The goal of the criminal justice system should be to prepare prisoners to become productive members of society when they have finished serving their sentence, yet the goal of a private, for-profit prison seems to be diametrically opposed to these ideals. Incentives exist to maximize profits, either by reducing costs through minimal protection for and services to prisoners, maximizing the number of prisoners and the length of prison sentences, or both.
In fact, the main ways that private prisons seek to save money often lead to less security, less safety, and fewer rehabilitative services for prisoners, seemingly contradicting the inherent purpose of prison.
Ideally, there would be as few incarcerated individuals as possible, but Contractual Occupancy Requirements that typically ensure that private prisons are at least 80 percent full run counter to these goals. As a result, prisoners are often sent to private prisons instead of publicly run prisons, which is a significant waste of money.
The industry works with the American Legislative Exchange Council, a nonprofit trade group through which conservative state legislators and corporations develop model legislation that is shared and often adopted by states. For several years, a leader of the for-profit prison industry was the chair of the ALEC’s policy task force.

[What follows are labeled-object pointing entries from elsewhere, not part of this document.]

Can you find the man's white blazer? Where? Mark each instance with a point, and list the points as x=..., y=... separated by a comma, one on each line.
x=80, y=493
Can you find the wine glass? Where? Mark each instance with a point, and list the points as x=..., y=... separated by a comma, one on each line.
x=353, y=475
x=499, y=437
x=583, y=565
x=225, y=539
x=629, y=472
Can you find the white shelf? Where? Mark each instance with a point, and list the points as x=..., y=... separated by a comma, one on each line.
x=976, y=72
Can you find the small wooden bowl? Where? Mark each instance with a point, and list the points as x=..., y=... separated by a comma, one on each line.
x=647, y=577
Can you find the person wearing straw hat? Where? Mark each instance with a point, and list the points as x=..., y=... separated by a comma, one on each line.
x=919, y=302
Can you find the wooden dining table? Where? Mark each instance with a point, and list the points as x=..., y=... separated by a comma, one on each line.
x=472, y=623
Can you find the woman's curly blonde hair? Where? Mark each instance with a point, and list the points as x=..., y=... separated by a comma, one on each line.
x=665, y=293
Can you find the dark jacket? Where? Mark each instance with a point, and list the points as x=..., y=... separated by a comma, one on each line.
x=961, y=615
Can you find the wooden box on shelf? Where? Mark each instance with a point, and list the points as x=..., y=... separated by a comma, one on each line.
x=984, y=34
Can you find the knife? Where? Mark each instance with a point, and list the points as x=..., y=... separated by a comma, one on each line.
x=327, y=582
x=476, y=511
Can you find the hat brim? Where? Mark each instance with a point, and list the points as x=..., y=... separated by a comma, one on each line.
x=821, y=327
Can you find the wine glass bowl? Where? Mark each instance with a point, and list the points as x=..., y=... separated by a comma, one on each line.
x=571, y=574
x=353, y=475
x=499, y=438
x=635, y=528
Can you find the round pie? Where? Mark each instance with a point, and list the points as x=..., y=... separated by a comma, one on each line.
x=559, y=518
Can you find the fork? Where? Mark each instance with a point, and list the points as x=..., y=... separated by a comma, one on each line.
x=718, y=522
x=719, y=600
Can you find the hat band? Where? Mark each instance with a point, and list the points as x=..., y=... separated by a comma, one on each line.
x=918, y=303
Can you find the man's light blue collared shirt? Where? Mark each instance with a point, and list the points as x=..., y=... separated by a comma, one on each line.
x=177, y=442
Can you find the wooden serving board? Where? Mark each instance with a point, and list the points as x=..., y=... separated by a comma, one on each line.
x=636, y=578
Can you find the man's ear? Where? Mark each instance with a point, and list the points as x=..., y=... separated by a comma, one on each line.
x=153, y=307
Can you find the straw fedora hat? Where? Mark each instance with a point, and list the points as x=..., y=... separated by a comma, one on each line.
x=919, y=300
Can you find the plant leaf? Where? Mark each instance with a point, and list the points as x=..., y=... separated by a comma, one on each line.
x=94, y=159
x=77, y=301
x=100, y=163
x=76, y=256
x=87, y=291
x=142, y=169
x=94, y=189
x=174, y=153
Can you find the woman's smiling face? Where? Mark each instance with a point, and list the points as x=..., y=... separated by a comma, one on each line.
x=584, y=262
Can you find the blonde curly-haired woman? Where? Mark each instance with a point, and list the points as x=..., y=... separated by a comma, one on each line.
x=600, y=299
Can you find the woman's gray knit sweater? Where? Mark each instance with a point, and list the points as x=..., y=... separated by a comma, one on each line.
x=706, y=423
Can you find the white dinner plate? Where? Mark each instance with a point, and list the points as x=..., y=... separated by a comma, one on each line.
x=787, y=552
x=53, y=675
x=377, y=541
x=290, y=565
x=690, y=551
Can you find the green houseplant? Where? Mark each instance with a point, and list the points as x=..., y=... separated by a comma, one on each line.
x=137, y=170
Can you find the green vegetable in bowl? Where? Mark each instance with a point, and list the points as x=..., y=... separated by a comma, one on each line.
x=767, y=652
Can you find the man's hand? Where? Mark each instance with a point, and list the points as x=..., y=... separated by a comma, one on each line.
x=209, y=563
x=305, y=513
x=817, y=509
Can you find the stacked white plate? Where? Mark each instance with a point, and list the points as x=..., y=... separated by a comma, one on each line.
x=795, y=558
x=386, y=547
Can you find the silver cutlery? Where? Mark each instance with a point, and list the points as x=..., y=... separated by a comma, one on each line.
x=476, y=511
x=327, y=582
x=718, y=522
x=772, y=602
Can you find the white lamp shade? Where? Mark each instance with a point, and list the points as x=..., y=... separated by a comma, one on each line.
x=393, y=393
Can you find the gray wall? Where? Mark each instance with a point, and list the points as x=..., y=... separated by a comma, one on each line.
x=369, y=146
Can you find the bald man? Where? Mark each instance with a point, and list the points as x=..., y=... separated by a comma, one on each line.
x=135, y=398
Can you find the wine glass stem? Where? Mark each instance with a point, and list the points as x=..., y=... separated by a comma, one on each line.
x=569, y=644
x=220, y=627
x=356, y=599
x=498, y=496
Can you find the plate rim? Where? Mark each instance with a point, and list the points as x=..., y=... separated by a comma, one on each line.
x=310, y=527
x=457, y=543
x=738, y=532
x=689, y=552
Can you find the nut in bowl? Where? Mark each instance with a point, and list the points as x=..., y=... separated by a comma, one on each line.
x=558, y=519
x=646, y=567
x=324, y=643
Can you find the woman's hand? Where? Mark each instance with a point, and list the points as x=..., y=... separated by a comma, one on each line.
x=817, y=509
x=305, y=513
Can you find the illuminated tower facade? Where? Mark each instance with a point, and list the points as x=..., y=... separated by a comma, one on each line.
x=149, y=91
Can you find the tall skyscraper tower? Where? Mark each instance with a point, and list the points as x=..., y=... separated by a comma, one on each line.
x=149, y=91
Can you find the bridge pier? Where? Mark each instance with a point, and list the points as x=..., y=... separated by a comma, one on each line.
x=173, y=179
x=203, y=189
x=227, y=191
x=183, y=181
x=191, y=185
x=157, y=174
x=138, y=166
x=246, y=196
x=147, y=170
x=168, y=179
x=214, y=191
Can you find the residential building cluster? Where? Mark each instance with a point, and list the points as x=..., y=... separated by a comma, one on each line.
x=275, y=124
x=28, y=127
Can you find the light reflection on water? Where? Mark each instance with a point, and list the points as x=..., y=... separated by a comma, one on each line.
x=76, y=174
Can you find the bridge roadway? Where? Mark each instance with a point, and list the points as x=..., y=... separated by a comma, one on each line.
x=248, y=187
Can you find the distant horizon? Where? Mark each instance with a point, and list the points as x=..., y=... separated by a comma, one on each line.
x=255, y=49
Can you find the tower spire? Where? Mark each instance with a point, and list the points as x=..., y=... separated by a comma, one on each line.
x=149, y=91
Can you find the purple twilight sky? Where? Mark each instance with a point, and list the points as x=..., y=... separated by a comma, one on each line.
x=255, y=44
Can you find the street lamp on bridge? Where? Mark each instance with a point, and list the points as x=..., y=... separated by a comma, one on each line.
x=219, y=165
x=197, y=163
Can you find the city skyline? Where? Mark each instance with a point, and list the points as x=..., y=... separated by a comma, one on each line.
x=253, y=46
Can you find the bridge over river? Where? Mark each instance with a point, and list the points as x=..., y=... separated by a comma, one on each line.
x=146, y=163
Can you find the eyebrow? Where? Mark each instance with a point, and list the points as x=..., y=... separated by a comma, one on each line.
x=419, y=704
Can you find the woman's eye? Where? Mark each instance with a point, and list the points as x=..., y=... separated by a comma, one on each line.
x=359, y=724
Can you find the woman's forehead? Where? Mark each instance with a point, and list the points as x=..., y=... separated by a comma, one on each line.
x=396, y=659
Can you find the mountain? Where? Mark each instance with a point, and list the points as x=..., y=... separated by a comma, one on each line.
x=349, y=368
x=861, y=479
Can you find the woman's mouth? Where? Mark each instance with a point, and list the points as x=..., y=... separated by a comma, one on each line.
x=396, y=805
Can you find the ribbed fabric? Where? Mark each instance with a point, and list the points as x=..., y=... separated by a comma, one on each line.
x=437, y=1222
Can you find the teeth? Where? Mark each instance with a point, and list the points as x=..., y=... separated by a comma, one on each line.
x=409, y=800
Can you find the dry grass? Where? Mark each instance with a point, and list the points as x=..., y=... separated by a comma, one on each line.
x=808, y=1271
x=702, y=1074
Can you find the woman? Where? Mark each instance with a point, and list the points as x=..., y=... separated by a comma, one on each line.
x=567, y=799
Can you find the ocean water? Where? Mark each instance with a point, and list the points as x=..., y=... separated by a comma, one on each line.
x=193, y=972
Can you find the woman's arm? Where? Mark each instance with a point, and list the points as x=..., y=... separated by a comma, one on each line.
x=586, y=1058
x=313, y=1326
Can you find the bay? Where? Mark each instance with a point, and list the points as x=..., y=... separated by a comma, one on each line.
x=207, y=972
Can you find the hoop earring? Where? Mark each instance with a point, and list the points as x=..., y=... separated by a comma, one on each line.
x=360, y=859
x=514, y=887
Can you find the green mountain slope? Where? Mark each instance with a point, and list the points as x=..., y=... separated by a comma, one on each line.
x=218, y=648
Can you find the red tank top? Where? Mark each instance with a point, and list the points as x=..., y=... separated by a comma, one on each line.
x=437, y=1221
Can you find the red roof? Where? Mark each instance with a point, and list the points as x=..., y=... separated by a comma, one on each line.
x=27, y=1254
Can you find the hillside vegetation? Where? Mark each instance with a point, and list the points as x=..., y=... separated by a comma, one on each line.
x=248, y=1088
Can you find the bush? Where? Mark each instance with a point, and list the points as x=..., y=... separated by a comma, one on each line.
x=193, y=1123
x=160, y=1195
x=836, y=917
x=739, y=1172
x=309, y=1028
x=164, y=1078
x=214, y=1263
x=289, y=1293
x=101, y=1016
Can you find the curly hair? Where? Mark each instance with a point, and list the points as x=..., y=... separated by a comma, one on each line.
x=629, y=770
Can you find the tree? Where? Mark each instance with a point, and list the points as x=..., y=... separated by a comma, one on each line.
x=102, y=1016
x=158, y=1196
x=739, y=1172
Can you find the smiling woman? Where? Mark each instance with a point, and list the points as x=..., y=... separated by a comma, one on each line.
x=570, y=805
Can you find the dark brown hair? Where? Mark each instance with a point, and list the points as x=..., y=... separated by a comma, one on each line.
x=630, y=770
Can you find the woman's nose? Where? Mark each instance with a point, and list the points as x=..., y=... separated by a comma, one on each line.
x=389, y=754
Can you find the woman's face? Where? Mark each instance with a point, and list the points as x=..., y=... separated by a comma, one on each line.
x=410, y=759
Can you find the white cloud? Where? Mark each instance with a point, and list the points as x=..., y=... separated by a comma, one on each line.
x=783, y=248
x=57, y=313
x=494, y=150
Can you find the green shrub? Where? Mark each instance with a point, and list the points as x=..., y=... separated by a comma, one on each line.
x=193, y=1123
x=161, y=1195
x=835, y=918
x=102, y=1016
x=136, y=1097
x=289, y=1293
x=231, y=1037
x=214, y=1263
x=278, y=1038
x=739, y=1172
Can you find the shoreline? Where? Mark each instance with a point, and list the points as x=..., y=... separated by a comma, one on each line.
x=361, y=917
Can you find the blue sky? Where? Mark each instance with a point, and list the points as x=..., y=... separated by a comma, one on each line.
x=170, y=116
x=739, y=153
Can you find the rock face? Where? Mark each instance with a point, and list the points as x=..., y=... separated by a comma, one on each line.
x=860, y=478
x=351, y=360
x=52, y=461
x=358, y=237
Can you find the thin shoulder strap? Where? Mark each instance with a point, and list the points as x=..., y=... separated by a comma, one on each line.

At the end of the day, then, perhaps the most compelling argument against private prisons is that investors gain when individuals are put in jail. The industry is driven by the financial incentive toward punishment with a result far more damaging than the impact on individual lives. It is a lobbying force that shapes our “culture of punishment” by pushing national policy toward greater mass incarceration.
Clergy for a New Drug Policy endorses the abolition of the privatized prison industry and the termination of all state and federal contracts with for-profit companies for the building of prisons and the housing of prisoners.